Watch your 6, or is it your I/O?
One of the interesting things about the freedb dataset is that it is distributed as a 3.1 million separate files, most of them in the 1 – 2 KB range.
Loading that to RavenDB took a while, so I set out to fix that. Care to guess what is the absolutely the first thing that I did?
gzip all files and then read the compressed stream at once?
Run it in the profiler.
Compensate for the seek time somehow? Assuming you were on spinning metal drives
I would say to merge the files. Makes it easier for subsequent work.
But this merge itself would take some time. But this is really good place for asynchronous IO.
Batching Disable indexing (POST /admin/stopindexing )
I found some earlier talk about this in google groups 8 feb. Looking a github, you added Self optimizing on batch-sizes:
My two cents: Use IO completion ports ( async ) for reading the files, but mantain the reading strictly sequential. In the "done" function publish an job and consume it by another ( more than one? thread(s) ) pushing data into the target, this will at least compensate the seek time by doing something useful, and possibly if somethime the push opertaion is delayed ( I guess it can be, but maybe I'm wrong ) you can even keep scanning the hard drive.
Move the files to SSD?
Handball the problem over to Itamar?
+1 for Itamar. Handballing is an extremely efficient operation.
Like flukus said... or even better, mounted a ram disk and filled it with your 3.1 million files.
Yeah, he tried with no luck.
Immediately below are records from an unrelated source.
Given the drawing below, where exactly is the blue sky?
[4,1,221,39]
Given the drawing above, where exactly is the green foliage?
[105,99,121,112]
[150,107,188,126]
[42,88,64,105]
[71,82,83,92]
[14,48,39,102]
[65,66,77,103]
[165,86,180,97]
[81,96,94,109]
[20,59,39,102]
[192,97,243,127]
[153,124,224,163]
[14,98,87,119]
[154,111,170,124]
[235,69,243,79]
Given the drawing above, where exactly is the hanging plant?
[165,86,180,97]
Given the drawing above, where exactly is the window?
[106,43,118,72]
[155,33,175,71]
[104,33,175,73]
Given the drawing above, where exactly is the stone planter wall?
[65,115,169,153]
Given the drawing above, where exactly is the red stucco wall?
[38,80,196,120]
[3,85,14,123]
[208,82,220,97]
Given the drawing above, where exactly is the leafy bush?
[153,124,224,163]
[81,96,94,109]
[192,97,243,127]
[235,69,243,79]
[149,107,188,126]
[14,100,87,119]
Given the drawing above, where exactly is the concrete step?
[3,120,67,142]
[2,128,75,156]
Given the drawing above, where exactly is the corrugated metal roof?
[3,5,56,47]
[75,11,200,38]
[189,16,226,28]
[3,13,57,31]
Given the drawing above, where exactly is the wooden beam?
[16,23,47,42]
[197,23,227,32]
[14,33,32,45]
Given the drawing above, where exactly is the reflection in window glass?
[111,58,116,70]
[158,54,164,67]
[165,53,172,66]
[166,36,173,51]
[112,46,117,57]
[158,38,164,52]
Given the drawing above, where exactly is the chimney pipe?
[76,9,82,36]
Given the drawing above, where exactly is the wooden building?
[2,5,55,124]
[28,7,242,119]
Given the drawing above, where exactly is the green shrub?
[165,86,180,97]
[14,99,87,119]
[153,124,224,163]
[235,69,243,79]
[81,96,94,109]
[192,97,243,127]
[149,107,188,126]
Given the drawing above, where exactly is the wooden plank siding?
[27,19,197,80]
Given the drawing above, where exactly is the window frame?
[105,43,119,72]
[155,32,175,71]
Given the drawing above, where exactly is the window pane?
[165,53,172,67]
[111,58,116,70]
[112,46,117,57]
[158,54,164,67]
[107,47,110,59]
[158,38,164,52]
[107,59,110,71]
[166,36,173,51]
I agreed to providing mental support at 1AM instead, though.
You had done a regular data import and RavenDB did its magic.
Increased the file chunk size to match the NTFS storage format chunk size
Put the kettle on?
Every problem is a magnitude simpler when tackled with a hot cup of coffee.
As you probably already had SSD, you did nothing
Loaded them into RavenFS ;-)
You told the freedb team to get their shit together and clean their mess up?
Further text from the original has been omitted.